Tens of thousands of businesses use industrial and commercial equipment to function. While having brand new equipment is preferred by some, it’s not always reastic or practical for companies to buy new. That’s why businesses looking to save cash often consider alternatives to outright purchases of new equipment. Some companies opt to lease machinery, while others buy used equipment. Which is right for your business? Here are some of the pros and cons of leasing new vs buying used equipment to help you evaluate the options:
Leasing: Pros and Cons
One of the biggest advantages of leasing equipment is no or little upfront costs. If cash flow is an issue, this is a positive attribute. You’ll have fixed monthly payments instead of a lump sum at the time of purchase.

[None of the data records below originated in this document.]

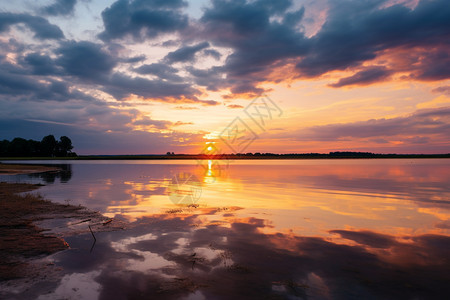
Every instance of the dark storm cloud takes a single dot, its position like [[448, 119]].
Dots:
[[213, 53], [142, 19], [423, 122], [163, 71], [442, 89], [85, 59], [122, 86], [60, 7], [41, 27], [257, 41], [22, 87], [364, 77], [265, 35], [355, 31], [41, 64], [369, 238], [186, 53]]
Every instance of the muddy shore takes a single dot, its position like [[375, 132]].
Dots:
[[25, 233]]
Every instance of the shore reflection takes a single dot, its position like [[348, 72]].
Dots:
[[171, 256]]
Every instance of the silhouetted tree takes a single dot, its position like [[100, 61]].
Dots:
[[64, 146], [48, 145]]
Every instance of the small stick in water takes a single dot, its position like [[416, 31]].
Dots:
[[92, 232]]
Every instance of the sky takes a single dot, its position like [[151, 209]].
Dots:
[[151, 76]]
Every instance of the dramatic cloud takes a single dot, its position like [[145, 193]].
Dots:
[[60, 7], [41, 27], [163, 71], [142, 19], [186, 53], [355, 32], [85, 60], [423, 122], [364, 77]]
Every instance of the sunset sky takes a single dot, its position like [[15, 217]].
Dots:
[[147, 77]]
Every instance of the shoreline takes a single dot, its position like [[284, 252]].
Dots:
[[230, 157], [16, 169], [32, 228]]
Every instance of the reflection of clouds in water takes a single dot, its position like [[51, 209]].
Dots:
[[78, 286], [166, 256]]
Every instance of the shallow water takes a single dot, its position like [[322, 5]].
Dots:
[[288, 229]]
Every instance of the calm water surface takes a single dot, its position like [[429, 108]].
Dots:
[[282, 229]]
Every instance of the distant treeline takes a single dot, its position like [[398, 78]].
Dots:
[[47, 147]]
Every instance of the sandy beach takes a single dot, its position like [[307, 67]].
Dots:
[[28, 232]]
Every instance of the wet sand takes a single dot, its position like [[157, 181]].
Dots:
[[10, 169], [32, 227]]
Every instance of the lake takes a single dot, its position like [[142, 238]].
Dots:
[[276, 229]]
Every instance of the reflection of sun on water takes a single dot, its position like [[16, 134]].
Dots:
[[308, 200]]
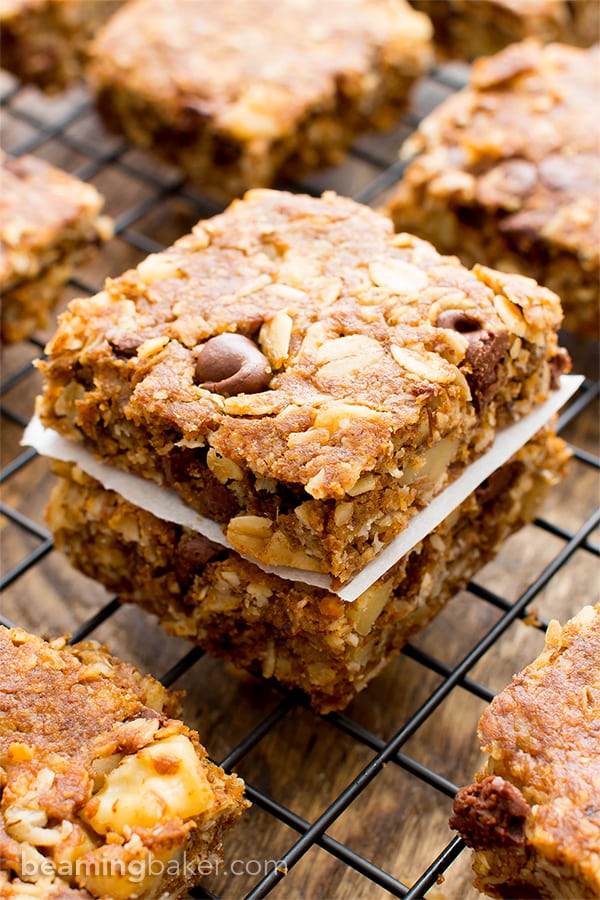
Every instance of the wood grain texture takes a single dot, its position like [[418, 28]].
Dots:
[[399, 822]]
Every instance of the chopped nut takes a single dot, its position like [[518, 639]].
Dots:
[[152, 346], [343, 513], [511, 315], [364, 484], [347, 355], [181, 791], [223, 469], [66, 400], [274, 338], [424, 364], [156, 267], [368, 607], [397, 276], [249, 534]]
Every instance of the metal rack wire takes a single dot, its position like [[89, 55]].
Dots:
[[158, 188]]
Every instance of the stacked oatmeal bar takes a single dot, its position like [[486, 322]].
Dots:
[[507, 172], [48, 222], [532, 815], [239, 94], [102, 792], [299, 374]]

Plus, you can get the latest machinery and equipment, which can increase your productivity. At the end of your lease term, you’ll pass on the cost of obsolescence to your leasing agent. You can lease newer equipment after your lease period, and not have to worry about aging machinery that may or may not perform as well as brand new machinery.
On the other hand, leasing can cost more in the long run. Monthly payments may be manageable, but you’ll pay more over the long term, plus the cost and sales tax if you decide to buy at the end of the leasing period. In addition, if you decide to upgrade or stop using the leased equipment, you still have to make the lease payments. Finally, despite making the monthly payments, at the end of the term, you don’t own anything.

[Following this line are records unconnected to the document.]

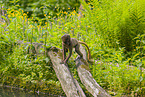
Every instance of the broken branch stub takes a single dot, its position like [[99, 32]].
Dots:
[[86, 78]]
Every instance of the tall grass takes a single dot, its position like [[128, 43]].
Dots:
[[110, 29]]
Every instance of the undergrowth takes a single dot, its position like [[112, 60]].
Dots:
[[113, 29]]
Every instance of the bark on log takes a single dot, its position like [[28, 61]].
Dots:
[[69, 84], [86, 78]]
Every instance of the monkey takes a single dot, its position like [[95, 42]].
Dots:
[[69, 43]]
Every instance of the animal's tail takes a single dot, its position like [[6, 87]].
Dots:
[[89, 54]]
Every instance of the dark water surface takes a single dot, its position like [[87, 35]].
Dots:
[[9, 92]]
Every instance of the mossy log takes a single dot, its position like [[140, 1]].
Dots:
[[70, 85], [86, 77]]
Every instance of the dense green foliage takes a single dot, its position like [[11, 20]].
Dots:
[[113, 29]]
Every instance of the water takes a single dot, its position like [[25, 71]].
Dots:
[[9, 92]]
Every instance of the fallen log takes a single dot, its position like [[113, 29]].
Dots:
[[70, 85], [86, 78]]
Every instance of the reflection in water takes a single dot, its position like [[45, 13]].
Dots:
[[9, 92]]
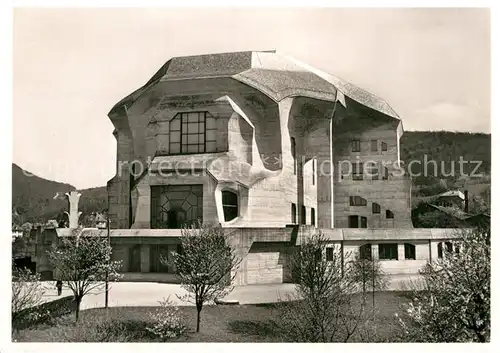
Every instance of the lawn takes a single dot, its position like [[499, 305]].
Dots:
[[232, 323]]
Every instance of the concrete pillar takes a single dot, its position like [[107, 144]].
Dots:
[[375, 251], [144, 258], [172, 249], [73, 213]]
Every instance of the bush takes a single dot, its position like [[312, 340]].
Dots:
[[166, 321]]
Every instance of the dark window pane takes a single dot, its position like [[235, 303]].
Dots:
[[229, 205], [356, 146], [365, 252], [329, 254]]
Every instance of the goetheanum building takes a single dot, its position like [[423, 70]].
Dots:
[[271, 149]]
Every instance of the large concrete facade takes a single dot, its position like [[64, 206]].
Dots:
[[271, 149]]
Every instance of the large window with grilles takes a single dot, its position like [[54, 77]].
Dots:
[[193, 132]]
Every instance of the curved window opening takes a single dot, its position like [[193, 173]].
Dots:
[[229, 205]]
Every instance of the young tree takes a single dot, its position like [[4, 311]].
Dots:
[[205, 266], [27, 291], [323, 309], [83, 261], [454, 305]]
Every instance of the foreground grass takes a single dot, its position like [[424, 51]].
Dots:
[[238, 323]]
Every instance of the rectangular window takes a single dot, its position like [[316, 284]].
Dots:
[[388, 251], [357, 171], [357, 201], [353, 222], [314, 170], [364, 222], [192, 132], [176, 206], [365, 252], [373, 172], [329, 254], [356, 146], [409, 251], [385, 176]]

Buying good quality used industrial equipment can offer huge savings over leasing new. It all comes down to availability of capital and what your needs are.

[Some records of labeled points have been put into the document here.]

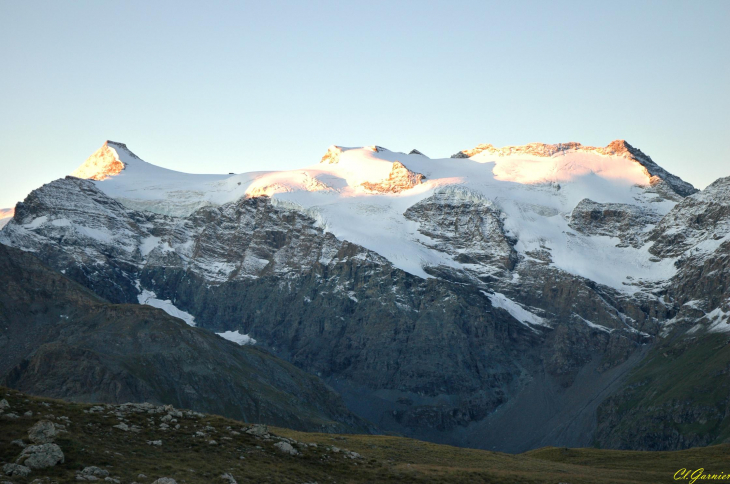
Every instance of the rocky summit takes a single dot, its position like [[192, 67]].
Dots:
[[504, 298]]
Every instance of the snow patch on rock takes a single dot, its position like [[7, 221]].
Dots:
[[150, 299], [236, 337]]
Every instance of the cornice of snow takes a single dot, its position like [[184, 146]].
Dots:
[[653, 172]]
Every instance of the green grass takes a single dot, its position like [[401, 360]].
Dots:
[[91, 440]]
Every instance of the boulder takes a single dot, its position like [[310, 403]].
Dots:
[[41, 456], [286, 448], [92, 471], [42, 432], [15, 470]]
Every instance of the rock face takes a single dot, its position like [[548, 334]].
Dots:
[[399, 179], [620, 220], [78, 347], [509, 335], [103, 164]]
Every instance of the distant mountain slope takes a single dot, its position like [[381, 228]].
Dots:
[[493, 300], [60, 340]]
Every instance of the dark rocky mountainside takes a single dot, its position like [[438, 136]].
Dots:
[[60, 340]]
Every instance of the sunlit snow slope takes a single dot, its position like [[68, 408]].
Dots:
[[361, 195]]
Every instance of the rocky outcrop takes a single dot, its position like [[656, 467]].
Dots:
[[628, 223], [104, 163], [654, 172], [399, 179]]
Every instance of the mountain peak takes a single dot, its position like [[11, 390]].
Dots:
[[107, 161], [619, 147]]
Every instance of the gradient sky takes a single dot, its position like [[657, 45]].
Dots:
[[210, 87]]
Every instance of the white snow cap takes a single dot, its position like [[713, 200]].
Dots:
[[362, 194]]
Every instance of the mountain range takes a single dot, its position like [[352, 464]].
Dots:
[[503, 298]]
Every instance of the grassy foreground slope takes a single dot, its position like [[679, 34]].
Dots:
[[205, 447]]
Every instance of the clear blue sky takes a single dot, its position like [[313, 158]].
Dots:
[[241, 86]]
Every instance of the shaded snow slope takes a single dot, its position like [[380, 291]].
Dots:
[[362, 194]]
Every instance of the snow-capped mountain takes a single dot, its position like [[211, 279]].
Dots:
[[440, 297]]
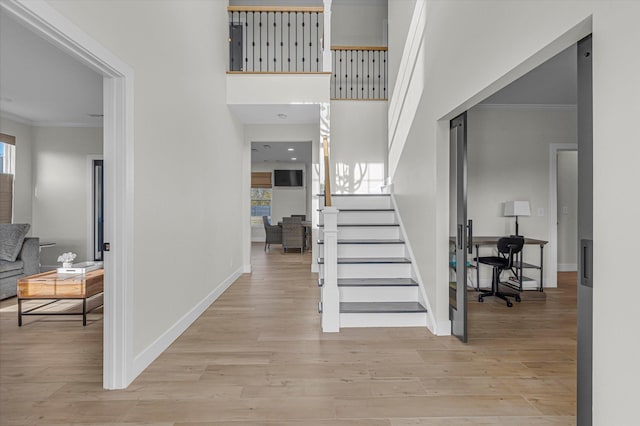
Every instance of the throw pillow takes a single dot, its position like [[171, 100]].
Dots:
[[11, 239]]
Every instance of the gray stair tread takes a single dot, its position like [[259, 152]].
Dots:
[[362, 224], [371, 241], [364, 210], [357, 195], [349, 260], [380, 307], [375, 282]]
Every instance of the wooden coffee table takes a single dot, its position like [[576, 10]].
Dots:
[[54, 287]]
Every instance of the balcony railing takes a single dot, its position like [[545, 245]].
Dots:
[[359, 72], [275, 39]]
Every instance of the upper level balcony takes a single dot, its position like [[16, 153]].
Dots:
[[280, 55]]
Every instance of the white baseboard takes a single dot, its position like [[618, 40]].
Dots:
[[443, 328], [154, 350], [567, 267]]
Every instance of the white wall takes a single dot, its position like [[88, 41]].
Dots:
[[188, 154], [358, 146], [473, 48], [285, 201], [508, 159], [567, 210], [399, 15], [60, 185], [359, 22], [22, 185]]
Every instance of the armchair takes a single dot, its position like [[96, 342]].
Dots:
[[273, 233]]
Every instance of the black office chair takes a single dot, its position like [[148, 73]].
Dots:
[[508, 247]]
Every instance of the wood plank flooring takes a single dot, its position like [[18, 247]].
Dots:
[[257, 357]]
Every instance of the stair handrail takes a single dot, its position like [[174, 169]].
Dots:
[[327, 177]]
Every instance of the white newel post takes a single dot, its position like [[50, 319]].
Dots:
[[326, 41], [330, 295]]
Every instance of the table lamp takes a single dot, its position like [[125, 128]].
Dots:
[[517, 208]]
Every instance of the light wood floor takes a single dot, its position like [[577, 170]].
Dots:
[[257, 357]]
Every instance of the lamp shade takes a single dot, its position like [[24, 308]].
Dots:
[[517, 208]]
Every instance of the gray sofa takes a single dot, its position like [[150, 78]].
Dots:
[[27, 261]]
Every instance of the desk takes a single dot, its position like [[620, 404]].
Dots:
[[519, 265]]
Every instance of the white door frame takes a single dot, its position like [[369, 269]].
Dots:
[[552, 268], [42, 19]]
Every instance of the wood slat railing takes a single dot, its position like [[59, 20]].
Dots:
[[269, 39], [359, 72]]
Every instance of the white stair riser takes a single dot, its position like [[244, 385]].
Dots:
[[379, 294], [410, 319], [360, 202], [374, 270], [371, 250], [351, 217], [365, 232]]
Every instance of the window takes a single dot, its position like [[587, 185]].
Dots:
[[7, 170]]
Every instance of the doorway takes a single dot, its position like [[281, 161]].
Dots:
[[46, 22]]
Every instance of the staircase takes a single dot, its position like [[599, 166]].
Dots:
[[375, 276]]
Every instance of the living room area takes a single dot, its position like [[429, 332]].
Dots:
[[51, 157]]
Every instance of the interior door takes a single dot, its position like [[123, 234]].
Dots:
[[460, 229], [585, 232]]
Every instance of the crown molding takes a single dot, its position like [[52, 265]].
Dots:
[[526, 106]]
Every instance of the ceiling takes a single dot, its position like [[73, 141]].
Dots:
[[555, 82], [279, 151], [41, 85]]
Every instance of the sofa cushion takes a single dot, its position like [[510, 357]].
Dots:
[[9, 269], [11, 239]]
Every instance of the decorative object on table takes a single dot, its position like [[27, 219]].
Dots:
[[67, 259], [81, 268], [517, 208]]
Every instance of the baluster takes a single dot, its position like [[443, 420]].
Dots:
[[289, 40], [385, 74], [317, 42], [303, 41], [246, 41], [275, 38], [266, 34], [260, 25]]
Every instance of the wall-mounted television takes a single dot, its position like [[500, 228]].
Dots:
[[287, 178]]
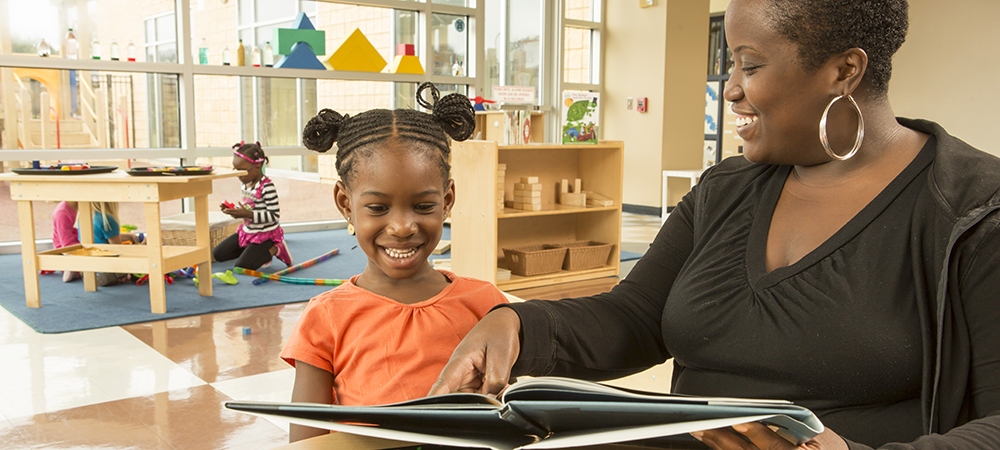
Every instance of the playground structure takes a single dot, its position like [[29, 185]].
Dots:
[[65, 109]]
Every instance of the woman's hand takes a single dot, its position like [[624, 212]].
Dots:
[[762, 438], [482, 361]]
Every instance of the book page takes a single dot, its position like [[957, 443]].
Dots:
[[522, 389]]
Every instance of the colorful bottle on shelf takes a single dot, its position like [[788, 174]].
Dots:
[[43, 48], [241, 55], [255, 57], [268, 54], [95, 49], [203, 51], [71, 49]]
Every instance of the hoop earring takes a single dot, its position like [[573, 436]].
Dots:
[[825, 140]]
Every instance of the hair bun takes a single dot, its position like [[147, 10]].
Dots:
[[454, 112], [321, 131]]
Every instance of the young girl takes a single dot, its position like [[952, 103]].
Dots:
[[260, 237], [385, 335], [107, 231], [64, 233]]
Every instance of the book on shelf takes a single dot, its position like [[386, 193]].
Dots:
[[546, 412]]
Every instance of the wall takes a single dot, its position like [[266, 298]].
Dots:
[[657, 53], [944, 70]]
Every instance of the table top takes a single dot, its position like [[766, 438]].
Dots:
[[120, 176]]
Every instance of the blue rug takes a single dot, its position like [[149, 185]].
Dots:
[[68, 307]]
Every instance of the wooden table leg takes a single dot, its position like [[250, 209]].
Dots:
[[157, 288], [29, 256], [86, 214], [203, 240]]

Buying Used: Pros and Cons
One of the advantages of buying used is that the process is easy. While leasing involves paperwork, contractual agreements, and jumping through the hoops of leasing companies, buying used involves finding a seller and giving them your cash. In addition, used equipment is typically much cheaper than new equipment. And buying used equipment means acquiring an asset that will form part of your balance sheet.
Conversely, buying used equipment does mean an outlay of cash or taking debt. It can also involve taking on the risk of a bad purchase. You must also perform and pay for all repairs and upkeep for the equipment, and when the equipment becomes obsolete, it is your responsibility.
What’s the Verdict?
Leasing reduces a company’s cost of ownership and frees up cash flow. However, buying used can save a lot of money long term. Which is better? It depends on your company’s situation. If you need several pieces of equipment and simply don’t have the capital, leasing may be the best way to go. However, if you have access to cash or low-cost debt, buying used can provide better returns. Finding a good source of used equipment is critical - you can buy direct from sellers, go through a broker or go to an industrial liquidation marketplace to find the right equipment for your business.